# Nearest Neighbour

### Nearest Neighbour for iris

First I load iris and split it into training and test sets.

In [5]:
import numpy as np

In [1]:
from sklearn.datasets import load_iris
iris = load_iris()
from sklearn.model_selection import train_test_split
iris_X_train, iris_X_test, iris_y_train, iris_y_test = train_test_split(iris['data'], iris['target'], random_state=0)

What are the sizes of the training and test sets?

In [2]:
iris_X_train.shape

(112, 4)

In [3]:
iris_X_test.shape

(38, 4)

In this section I implement the basic Nearest Neighbour.

First I wrote a simple function for computing Euclidean distance and test it.

In [6]:
def dist(x1,x2):
    return np.linalg.norm(x1-x2)
dist(np.array([0,0]),np.array([1,1]))

1.4142135623730951

In [8]:
import math  
def sq_length(x,n):
    """Euclidean length"""
    v = 0
    for i in range(n):
        v = v+x[i]**2
        return math.sqrt(v)
sq_length([1,2],2)

1.0

An alternative to using the function np.linalg.norm, computing the Euclidean norm of a vector, is the function computes the squared Euclidean norm, but this will not affect the output of the Nearest Neighbour algorithm based on it.)
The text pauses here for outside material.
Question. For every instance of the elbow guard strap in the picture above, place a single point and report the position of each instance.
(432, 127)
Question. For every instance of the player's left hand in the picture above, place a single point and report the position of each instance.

The next function finds the nearest neighbour to x in X. We also have a very primitive test of the code.

In [9]:
import math
def nearest(x,X):
    current_record = math.inf
    for n in range(X.shape[0]):
        current_dist = dist(x,X[n])
        if current_dist < current_record:
            current_record = current_dist
            current_record_holder = n
    return current_record, current_record_holder
nearest(np.array([1,1,0]),np.zeros((3,3)))

(1.4142135623730951, 0)

Now we can go over the test set applying the function "nearest" to each test sample.  Along the way we compute the number ot errors and print all errors.

In [11]:
import time
start = time.time()
n_iris_test = iris_X_test.shape[0]
n_errors = 0
prediction = np.zeros(n_iris_test,dtype=int)
for n in range(n_iris_test):
    prediction[n] = iris_y_train[nearest(iris_X_test[n],iris_X_train)[1]]
    if prediction[n] != iris_y_test[n]:
        n_errors = n_errors + 1
print("Error:",n)
print("Number of errors:",n_errors)
print("Error rate:",n_errors / n_iris_test)
print(time.time() - start,"seconds")

Error: 37
Number of errors: 1
Error rate: 0.02631578947368421
0.030513763427734375 seconds


And let's see our predictions and the actual labels.

In [12]:
prediction

array([2, 1, 0, 2, 0, 2, 0, 1, 1, 1, 2, 1, 1, 1, 1, 0, 1, 1, 0, 0, 2, 1,
       0, 0, 2, 0, 0, 1, 1, 0, 2, 1, 0, 2, 2, 1, 0, 2])

In [13]:
iris_y_test

array([2, 1, 0, 2, 0, 2, 0, 1, 1, 1, 2, 1, 1, 1, 1, 0, 1, 1, 0, 0, 2, 1,
       0, 0, 2, 0, 0, 1, 1, 0, 2, 1, 0, 2, 2, 1, 0, 1])

### Nearest Neighbour for ionosphere

Let us now load the ionosphere dataset:

In [15]:
is_data = np.genfromtxt("ionosphere.txt", delimiter=",", usecols=np.arange(34))
is_target = np.genfromtxt("ionosphere.txt", delimiter=",", usecols=34, dtype='int')

Splitting it into training and test sets:

In [16]:
is_X_train, is_X_test, is_y_train, is_y_test = train_test_split(is_data, is_target, random_state=0)

What are the sizes of the training and test sets?

In [17]:
is_X_train.shape

(263, 34)

In [18]:
is_X_test.shape

(88, 34)

The program for ionospehere is very similar, but now we do not bother remembering the predictions.

In [19]:
start = time.time()
n_is_test = is_X_test.shape[0]
n_errors = 0
for n in range(n_is_test):
    prediction = is_y_train[nearest(is_X_test[n],is_X_train)[1]]
    if prediction != is_y_test[n]:
        print("Error:",n)
    n_errors = n_errors + 1
print("Number of errors:",n_errors)
print("Error rate:",n_errors / n_is_test)
print(time.time() - start,"seconds")

Error: 2
Error: 6
Error: 9
Error: 34
Error: 42
Error: 47
Error: 50
Error: 54
Error: 55
Error: 69
Error: 75
Error: 83
Error: 85
Number of errors: 88
Error rate: 1.0
0.13743853569030762 seconds


### Summary of the results

The results for random state 0 are: 97% accuracy on iris and 85% accuracy for ionosphere.